Heute haben wir hingegen doppelblind randomisierte Chemikalien. Schauen wir uns die am meisten verordneten Medikamente dieser Jahre an: Ganz oben, nur grob durchbrochen von Herz-Kreislaufmitteln, rangieren die Schmerzarzneien. Diclofenac, Ibuprofen und andere: Wir Deutschen leiden unter vielerlei somatischem Schmerz! Auch dies berührt das Gefühl. An »Bauch-« oder »Kopfschmerzen« zu leiden, welch Vieldeutigkeit! Nicht von ungefähr sind psychosomatische Symptome heute Legion. Viel stärker noch als durch Schmerzantidote werden unangenehme Gefühle von Psychopharmaka eingedämmt.
Etwa 22 Millionen Tagesdosen klassischer Antidepressiva werden jährlich Frauen verschrieben. Bei Männern sind es acht Millionen. Tranquilizer (Beruhigungsmittel) werden in acht Millionen Tagesdosen Frauen per Rezept ausgehändigt, drei Millionen an deutsche Männer. Bei den gegen Melancholie verordneten Serotoninwiederaufnahmehemmern sind es 25 Millionen Tagesdosen an weibliche Adressaten und neun Millionen an männliche. Frauen scheinen anfälliger zu sein für »schlechte Gefühle«, und zwar so deutlich, daß es jeder Genderwissenschaft hohnspricht. Es gibt ein empfindsames Geschlecht!
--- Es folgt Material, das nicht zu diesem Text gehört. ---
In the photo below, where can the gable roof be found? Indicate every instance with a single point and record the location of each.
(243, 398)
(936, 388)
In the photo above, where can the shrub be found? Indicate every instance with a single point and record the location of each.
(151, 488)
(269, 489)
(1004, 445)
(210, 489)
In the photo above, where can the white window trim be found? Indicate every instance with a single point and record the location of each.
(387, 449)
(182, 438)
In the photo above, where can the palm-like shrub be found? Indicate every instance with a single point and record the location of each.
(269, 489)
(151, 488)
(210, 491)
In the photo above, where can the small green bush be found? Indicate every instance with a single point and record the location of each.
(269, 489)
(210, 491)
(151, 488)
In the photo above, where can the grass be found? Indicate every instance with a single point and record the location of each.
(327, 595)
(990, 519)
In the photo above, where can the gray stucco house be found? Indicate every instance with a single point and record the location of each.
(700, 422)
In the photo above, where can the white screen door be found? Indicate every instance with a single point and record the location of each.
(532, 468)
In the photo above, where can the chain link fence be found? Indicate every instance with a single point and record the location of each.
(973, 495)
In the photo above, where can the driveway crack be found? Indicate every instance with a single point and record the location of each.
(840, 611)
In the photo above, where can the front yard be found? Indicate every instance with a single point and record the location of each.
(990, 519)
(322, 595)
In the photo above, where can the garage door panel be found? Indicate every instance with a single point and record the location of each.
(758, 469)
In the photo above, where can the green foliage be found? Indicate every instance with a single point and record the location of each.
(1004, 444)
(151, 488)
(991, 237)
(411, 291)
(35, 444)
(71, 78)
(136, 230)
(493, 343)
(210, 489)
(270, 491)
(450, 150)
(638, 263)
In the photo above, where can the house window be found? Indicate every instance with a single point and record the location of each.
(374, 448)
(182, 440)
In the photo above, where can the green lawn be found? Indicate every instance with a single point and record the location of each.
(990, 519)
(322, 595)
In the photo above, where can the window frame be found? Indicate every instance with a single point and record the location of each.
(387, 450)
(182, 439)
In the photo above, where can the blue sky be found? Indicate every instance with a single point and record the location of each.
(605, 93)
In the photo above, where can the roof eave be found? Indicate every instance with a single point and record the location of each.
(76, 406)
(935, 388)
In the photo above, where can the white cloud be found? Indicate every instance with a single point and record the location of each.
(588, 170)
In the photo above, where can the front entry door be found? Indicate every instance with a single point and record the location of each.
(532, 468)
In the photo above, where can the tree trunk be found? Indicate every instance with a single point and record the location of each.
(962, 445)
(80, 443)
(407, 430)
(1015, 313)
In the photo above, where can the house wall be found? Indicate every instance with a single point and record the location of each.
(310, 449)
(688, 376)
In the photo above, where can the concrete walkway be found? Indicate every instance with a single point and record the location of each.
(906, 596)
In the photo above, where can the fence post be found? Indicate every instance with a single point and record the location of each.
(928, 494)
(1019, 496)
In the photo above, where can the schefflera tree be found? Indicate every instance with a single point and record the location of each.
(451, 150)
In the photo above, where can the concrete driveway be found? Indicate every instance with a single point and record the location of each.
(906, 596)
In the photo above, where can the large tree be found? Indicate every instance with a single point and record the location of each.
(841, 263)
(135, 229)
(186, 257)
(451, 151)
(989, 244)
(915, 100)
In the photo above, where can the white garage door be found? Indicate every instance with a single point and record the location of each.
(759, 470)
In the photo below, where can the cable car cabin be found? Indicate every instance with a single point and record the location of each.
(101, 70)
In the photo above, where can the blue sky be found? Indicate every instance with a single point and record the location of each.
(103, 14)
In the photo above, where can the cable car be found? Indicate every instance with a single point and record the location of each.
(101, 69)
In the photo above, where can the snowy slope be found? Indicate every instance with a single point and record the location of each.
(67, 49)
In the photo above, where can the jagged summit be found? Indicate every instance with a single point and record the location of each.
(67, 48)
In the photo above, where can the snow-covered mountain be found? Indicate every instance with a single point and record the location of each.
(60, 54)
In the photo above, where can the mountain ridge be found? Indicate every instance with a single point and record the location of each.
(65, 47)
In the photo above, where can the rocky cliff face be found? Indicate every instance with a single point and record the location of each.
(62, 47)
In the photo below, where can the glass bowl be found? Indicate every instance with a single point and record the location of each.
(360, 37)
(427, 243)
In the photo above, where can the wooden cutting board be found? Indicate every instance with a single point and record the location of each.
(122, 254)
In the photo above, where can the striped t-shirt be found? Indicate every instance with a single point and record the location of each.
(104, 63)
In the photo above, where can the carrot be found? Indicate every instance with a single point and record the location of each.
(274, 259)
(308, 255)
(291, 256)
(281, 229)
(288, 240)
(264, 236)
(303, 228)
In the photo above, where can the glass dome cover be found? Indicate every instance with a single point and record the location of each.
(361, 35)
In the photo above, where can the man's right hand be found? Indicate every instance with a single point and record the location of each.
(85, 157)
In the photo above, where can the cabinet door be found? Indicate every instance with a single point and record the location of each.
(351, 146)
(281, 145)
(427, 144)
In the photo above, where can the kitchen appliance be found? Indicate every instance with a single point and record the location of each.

Nur: Die Männer holen auf. Die ZEIT schrieb im August 2016:
»Zwischen 2009 und 2014 hat die Zahl der Frauen, die in Deutschland einen Psychotherapeuten aufsuchten, um etwa zwölf Prozent zugenommen – die Zahl der Männer im gleichen Zeitraum aber um 20 Prozent: Rechnet man all die Coaching-Angebote hinzu, die gerade von Männern ausgiebig genutzt werden – einem Geschäftsfeld ohne verläßliche Zahlen, aber mit fließenden Übergängen zur Psychotherapie –, dann müßten wir bald umringt sein von therapierten Männern.«
Wenn einer grimmig ausschaute, ein Mann oder ein Hund, sagte man, falls man zu mildem Spott aufgelegt war: »Ach! Der will nur spielen!« Heute sollte es heißen, angesichts all dieser Typen mit assoziationsreichen Tätowierungen bis zu den Fußsohlen und durchstochenen Hautteilen: »Ach. Der will nur fühlen.« Nun könnte man meinen, das Gefühl der Massen wabere planlos demokratisiert vor sich hin. Mitnichten. All diese ungefähren Gefühle richten sich aus wie Feilspäne auf einen Magneten. Gerade in unserer Gesellschaft, die das »Normative«, die guten Sitten, die Tradition, einen »Volkskörper« abgrundtief zu verabscheuen vorgibt, setzt die Gefühlspolitik auf totale Vereinheitlichung. Die mediale Konsensmaschine setzt machtvoll darauf, gefühlstrunkene Homogenität (»Wir! Schaffen das!«) als Resultat obsiegender Herrschaftsprinzipien widerzuspiegeln. Man hat somit die deutsche Romantik der deutschen Aufklärung eingemeindet. Und das ist schon ein Kunststück. Abstrakte, moderne Kunst, wie kaputt.